OBJECTIVES: Estimate the clinical benefits of early access to breast and non-small cell lung cancer (NSCLC) treatments approved under the Accelerated Approval Program (AAP), which FDA instituted in 1992 to allow for conditional approval of drugs shown to improve surrogate measures within serious conditions with unmet medical needs.

METHODS: All breast and NSCLC drugs granted accelerated approval and later converting to traditional approval were identified from the FDA. IQVIA data was used to estimate the number of patients treated with each drug for the period between accelerated approval and traditional approval. Incremental progression-free and overall survival benefits relative to the comparator were obtained from each confirmatory trial as reported in the prescribing information or resulting publication. Survival benefits for the total population utilizing each drug were calculated to estimate the societal benefits associated with early access, stratified by cancer type and payer type.
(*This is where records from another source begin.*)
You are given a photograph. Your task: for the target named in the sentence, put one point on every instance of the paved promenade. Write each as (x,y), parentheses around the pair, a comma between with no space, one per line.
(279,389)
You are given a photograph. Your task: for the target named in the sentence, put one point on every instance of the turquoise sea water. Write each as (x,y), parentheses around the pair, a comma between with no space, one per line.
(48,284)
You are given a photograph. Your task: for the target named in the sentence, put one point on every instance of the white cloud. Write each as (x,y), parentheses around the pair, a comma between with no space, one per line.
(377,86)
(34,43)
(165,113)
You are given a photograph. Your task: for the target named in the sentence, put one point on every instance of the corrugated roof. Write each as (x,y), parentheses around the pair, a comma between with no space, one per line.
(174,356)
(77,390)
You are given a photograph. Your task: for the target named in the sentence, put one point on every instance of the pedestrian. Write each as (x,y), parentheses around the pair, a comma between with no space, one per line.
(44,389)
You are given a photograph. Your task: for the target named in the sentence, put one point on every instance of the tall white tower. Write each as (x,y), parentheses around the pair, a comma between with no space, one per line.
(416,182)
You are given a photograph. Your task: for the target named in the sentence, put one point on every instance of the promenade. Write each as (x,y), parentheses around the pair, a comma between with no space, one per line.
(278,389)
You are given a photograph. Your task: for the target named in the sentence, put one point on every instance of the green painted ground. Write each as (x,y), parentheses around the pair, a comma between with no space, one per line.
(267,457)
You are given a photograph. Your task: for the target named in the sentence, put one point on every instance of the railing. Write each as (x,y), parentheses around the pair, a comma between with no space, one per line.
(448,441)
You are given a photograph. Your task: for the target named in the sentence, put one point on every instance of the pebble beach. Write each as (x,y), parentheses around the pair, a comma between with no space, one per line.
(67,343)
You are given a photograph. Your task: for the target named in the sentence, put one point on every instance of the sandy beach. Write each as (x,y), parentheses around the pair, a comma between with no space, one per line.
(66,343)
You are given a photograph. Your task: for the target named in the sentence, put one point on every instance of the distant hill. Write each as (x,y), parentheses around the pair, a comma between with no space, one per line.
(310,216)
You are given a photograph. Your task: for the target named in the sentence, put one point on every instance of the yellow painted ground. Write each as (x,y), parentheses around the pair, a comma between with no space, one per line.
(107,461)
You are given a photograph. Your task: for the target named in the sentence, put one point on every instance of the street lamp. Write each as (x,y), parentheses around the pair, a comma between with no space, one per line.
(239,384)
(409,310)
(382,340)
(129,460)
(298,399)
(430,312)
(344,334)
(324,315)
RESULTS: 233,305 breast cancer patients and 97,749 NSCLC patients gained earlier access to ten breast cancer and ten NSCLS therapies because of the AAP. For breast cancer patients, this resulted in over 85,000 years of progression-free survival, and nearly 160,000 years of life gained. Lung cancer patients had 27,987 additional years of progression-free survival, with overall survival estimates unavailable as trials are ongoing. Within breast cancer, 55% of the gains were in individuals with commercial insurance or Medicaid, whereas in lung cancer over 70% of the gains were in the Medicare population.

CONCLUSIONS: The Accelerated Approval Program has succeeded in making life-extending therapies available to patients sooner. These findings, likely an underestimate as they only consider two diseases and ignore the AAP’s potential to increase the odds a product will be developed and the number of indications pursued per product, highlight that the AAP is a valuable pathway for patients and should be protected.